If the router finds it, then it’s most likely there. Are you using the correct port? This will generally be 80, but if you changed it to something different, you will have to use that.
No, I didn’t change any ports.I also tried deleting everything and going trough the setup again but still nothing. I did spot something interesting. The router only found the IP during or shortly after the initial setup. I tried restarting OMV and after that the IP shows as offline in the routers webadmin, but it is still running in portainer and showing as healthy.
I tried pinging my router via the terminal in Containers > Pi-Hole > Console and THIS works. But it does not work the other way around. Maybe some kind of security feature or setting I’m unaware of?
If the container isn’t getting an IP address, then there’s a problem at that point. Just for testing, can you try creating a container without the macvlan and see if you can access it? Map the port 80 to something different (8080 for example).

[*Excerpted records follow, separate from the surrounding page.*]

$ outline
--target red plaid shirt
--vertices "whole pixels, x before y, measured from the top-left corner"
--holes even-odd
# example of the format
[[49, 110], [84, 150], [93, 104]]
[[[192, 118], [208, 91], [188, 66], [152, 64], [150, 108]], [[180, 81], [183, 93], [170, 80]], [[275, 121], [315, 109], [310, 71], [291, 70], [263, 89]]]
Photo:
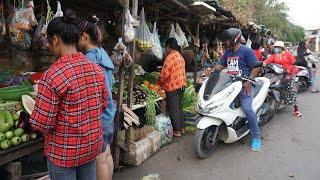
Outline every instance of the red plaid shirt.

Just to make sure I don’t brick my OMV: You want me to try following your guide, skipping the first step with the mcvlan network and create the container just as in the guide, but change the manual network port publishing from host 80 > container 80 to host 8080 > container 80. Also, in the Advanced container settings under “Network” I leave “Network” as “bridge” and the “environment variable” “ServerIP” should now be the same as the one used for OMV , right?
That is correct, but I would suggest that you ensure you have proper backups if you plan on playing around. I don’t really think this will have any impact on OMV, but I always suggest having a rollback plan.
Hey there, great guide. Really easy to follow.
Everything seems to work fine, portainer works, pi-Hole container shows healthy but I can’t connect to the web admin. Browser shows connection timeout. Any ideas?
Hi, great support, 1st run 1st success, try other tips found on the web, most simple, run in 1 shoot.
Just needed to rename the “hostname” but tips is given is the discussion.
I suppose when new pi-hole version will release jus need to type again pihole/pihole:latest in the “docker.io” and run “create”
That is correct! Glad that it helped!